Absol.: quom verba facis, subsequere, Plaut. Most. 3, 2, 116: Caesar equitatu praemisso sequebatur omnibus copiis, Caes. B. G. 2, 19; cf. id. ib. 2, 11; 5, 18; Liv. 27, 31 al.: subsequitur, pressoque legit vestigia gressu, Ov. M. 3, 17: subsequiturque manus, id. F. 2, 336.

Transf., of inanim. or abstr. subjects: (Hesperus) tum antecedens, tum subsequens, Cic. N. D. 2, 20, 53; cf.: minorem Septentrionem Cepheus a tergo subsequitur, id. ib. 2, 43, 111: digitis subsequens verba, id. de Or. 3, 59, 220; cf.: hos motus subsequi debet gestus, id. ib. 3, 59, 220: totidem subsecuti libri Tusculanarum disputationum, id. Div. 2, 1, 2; Lucr. 2, 496: si ducis consilia favor subsecutus militum foret, Liv. 8, 36: subsequenti tempore, Vell. 1, 4, 3; so, subsequenti anno, the following, next year, Plin. 11, 29, 35, § 101: proxima subsequitur, quid agas, audire voluptas, Ov. P. 2, 7, 3.

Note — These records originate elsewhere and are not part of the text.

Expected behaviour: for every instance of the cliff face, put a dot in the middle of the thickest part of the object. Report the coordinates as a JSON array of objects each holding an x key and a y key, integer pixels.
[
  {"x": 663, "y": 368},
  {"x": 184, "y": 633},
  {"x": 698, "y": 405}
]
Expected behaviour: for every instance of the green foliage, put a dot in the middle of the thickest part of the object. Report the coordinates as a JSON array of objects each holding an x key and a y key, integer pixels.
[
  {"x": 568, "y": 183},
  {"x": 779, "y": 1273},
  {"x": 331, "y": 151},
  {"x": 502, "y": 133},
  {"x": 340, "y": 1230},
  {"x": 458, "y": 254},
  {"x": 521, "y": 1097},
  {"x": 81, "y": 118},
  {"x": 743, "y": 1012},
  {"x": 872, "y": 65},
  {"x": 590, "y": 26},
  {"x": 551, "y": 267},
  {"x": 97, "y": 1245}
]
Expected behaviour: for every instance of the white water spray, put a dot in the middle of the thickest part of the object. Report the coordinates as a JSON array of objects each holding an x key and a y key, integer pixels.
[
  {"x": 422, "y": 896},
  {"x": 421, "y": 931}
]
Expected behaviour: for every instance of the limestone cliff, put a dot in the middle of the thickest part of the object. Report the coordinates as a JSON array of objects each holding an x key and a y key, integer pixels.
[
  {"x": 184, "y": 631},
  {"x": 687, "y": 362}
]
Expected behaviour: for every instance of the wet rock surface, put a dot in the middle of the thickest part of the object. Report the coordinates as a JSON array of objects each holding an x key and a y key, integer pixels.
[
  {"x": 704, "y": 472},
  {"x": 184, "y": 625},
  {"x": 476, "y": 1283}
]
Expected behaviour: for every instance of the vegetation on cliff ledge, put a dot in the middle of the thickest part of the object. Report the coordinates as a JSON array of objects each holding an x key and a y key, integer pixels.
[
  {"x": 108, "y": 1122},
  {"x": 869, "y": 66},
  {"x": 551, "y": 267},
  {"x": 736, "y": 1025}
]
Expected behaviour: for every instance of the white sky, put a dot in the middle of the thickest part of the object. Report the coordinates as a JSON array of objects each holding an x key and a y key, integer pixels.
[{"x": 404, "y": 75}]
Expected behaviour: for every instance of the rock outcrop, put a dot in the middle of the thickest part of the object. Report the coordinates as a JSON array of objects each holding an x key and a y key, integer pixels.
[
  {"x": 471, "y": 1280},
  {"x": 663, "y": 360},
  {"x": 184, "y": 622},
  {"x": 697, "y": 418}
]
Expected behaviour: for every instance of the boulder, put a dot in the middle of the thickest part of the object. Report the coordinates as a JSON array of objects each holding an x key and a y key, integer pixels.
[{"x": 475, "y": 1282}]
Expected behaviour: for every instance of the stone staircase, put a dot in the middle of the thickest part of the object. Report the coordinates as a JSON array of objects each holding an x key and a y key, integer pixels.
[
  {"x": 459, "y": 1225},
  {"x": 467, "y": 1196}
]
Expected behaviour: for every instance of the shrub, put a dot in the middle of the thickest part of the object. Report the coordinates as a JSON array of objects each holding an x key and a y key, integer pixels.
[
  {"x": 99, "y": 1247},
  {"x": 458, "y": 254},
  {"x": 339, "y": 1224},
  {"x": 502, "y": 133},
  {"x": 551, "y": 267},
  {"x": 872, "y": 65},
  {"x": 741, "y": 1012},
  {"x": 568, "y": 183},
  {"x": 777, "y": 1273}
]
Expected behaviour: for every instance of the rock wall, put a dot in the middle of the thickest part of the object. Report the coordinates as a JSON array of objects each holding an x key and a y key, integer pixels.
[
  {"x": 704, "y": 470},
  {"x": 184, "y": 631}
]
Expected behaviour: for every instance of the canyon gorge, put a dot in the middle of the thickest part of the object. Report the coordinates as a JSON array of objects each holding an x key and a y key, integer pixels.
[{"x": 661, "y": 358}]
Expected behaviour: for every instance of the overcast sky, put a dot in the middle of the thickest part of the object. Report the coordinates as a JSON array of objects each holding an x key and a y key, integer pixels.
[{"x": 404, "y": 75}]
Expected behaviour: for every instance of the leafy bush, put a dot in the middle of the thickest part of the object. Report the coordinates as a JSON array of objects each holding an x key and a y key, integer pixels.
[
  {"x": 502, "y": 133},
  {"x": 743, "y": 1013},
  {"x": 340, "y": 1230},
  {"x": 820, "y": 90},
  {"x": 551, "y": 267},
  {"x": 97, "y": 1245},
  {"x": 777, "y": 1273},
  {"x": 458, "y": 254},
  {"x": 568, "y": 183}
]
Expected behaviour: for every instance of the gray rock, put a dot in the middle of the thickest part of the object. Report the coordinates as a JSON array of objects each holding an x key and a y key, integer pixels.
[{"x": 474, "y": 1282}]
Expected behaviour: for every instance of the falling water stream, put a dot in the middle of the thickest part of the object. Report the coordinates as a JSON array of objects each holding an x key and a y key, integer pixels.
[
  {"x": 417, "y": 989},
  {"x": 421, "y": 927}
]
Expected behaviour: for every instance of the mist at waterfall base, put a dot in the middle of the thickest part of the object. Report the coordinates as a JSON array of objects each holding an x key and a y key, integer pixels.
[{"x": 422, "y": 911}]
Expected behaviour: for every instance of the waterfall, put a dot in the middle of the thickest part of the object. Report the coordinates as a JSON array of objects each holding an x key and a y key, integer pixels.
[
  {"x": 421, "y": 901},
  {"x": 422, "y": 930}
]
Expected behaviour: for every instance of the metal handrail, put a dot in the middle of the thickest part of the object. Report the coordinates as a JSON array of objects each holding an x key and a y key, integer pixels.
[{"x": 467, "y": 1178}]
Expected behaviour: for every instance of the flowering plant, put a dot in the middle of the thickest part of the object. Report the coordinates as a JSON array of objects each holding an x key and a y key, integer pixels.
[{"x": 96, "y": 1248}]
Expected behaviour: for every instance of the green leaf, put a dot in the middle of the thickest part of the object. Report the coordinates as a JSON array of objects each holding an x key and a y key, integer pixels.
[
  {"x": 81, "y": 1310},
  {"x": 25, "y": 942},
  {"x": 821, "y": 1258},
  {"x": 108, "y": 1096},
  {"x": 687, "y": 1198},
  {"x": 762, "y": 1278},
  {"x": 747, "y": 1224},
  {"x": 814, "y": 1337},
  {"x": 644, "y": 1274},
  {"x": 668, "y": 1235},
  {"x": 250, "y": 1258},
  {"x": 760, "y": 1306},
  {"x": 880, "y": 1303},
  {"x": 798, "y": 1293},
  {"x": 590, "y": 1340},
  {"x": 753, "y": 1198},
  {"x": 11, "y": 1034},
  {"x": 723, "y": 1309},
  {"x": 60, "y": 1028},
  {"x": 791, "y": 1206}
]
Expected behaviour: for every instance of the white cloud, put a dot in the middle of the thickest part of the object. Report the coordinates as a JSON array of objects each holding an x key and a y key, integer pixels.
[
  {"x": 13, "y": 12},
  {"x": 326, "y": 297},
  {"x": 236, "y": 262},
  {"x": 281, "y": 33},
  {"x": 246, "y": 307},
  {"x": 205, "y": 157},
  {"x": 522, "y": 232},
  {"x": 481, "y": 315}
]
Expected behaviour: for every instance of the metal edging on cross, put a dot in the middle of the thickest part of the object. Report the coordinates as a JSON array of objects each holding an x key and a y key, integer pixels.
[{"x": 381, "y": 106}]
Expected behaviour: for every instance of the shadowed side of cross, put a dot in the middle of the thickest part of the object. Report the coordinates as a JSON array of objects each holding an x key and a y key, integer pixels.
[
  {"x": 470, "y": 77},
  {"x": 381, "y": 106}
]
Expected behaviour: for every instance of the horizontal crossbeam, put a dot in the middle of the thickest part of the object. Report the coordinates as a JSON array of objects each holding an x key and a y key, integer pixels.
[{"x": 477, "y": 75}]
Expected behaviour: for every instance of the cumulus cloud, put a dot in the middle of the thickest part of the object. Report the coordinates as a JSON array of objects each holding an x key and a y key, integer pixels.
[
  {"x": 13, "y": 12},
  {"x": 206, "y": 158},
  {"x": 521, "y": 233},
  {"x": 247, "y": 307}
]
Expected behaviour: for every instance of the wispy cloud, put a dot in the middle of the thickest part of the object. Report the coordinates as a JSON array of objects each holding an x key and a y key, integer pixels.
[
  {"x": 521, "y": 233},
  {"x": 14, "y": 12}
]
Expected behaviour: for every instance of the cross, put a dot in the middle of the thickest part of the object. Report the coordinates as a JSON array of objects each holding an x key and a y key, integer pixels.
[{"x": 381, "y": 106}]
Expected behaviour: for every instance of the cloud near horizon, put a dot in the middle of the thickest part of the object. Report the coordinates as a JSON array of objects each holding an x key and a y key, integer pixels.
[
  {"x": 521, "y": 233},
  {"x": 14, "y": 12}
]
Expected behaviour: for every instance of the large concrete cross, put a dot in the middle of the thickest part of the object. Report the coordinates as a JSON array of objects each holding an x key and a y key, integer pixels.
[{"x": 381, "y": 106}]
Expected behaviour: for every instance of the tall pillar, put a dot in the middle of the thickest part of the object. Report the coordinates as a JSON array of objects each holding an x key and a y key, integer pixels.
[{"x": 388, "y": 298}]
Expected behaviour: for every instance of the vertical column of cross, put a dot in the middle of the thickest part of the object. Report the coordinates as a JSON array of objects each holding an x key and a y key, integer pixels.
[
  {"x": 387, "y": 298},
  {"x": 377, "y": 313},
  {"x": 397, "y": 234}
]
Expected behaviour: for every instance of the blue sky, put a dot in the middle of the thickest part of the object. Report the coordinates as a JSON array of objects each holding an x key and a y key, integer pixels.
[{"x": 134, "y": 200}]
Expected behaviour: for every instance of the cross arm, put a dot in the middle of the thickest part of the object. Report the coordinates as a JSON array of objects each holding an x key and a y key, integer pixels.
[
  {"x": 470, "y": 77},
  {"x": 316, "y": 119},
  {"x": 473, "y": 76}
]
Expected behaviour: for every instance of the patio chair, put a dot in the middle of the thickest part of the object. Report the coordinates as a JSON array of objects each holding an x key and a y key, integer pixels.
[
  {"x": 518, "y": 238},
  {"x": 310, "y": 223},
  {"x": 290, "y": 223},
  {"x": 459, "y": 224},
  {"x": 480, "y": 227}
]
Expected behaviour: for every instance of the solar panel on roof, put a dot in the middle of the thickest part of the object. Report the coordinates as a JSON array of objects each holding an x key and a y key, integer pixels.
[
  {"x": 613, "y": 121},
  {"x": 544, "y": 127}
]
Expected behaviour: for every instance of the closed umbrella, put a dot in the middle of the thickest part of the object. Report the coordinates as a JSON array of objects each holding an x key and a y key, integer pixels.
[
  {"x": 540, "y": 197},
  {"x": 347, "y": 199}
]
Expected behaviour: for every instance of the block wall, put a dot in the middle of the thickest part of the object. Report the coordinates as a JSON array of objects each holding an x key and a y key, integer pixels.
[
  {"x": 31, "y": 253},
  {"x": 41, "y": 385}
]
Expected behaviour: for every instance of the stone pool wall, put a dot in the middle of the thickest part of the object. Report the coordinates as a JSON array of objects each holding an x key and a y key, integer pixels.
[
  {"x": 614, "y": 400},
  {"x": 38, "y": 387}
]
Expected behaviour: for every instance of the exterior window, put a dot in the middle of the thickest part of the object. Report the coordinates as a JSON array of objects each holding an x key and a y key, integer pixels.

Trop., to follow after, mentally or in opinion, to follow, adhere to, comply with, conform to, imitate a person or thing; with acc.: Speusippus Platonem avunculum subsequens, Cic. N. D. 1, 13, 32; cf. id. Div. 1, 3, 6: ut locupletes omnes summum ordinem subsequantur, id. Phil. 13, 10, 23: te imitari. te subsequi student, Plin. Pan. 84, 5.—With abl.: mirifice ipse suo sermone subsecutus est humanitatem litterarum tuarum, Cic. Fam. 3, 1, 2; Liv. 8, 35; Dig. 42, 2, 6: (orationis) vim ac varietatem, Cic. Part. Or. 7, 25.—Hence, adv.: subsĕquenter, in succession, one after another, Mess. Corv. Prog. Aug. 23; Aug. Enarr. in Psa. 87.